Рассказ «Ракета «Земля-земля» напечатан в журнале «Роз аль-Юсуф» в декабре 1970 года.
Перевод В. Кирпиченко
Действительно, это было в половине десятого.
Как и говорили. А что делал я в это время? Смеялся, входя в школу, а может быть, разменивал деньги у Хамди-эфенди? Или же благодарил Ибрагима-эфенди за чашечку кофе? Вздыхал я или улыбался, в точности не упомню. Знаю лишь одно — меня с ними не было. Я не сидел за столом, не ел сыр и бобы. Не пил молоко, поданное матерью. В половине десятого утра в маленький город прибывает пассажирский поезд. На этот раз его несколько задержали у переезда. В этот час жизнь шла своим чередом.

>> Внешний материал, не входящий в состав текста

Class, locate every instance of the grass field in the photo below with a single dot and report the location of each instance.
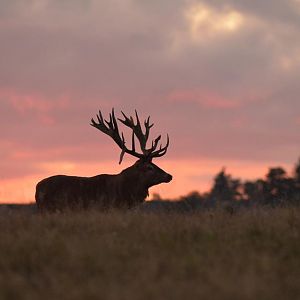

Судно входило в порт. Раздавались гудки. Скрежетали на повороте колеса трамвая. Мальчишка, торговавший спичками, вскакивал на подножку. В самолетах позевывали пассажиры. Молодой человек тщетно заигрывал с девушкой. Продавец торговался с покупателем. Воздух был наполнен всевозможными запахами и звуками. Расплывался кольцами табачный дым. Трещали пишущие машинки. Благоухал кофе. Женщины на службе усердно занимались вязанием. В половине десятого начинается рабочий день в дальних странах, где-то в другом полушарии крестьяне жгут иссохшую траву по обе стороны железнодорожного полотна.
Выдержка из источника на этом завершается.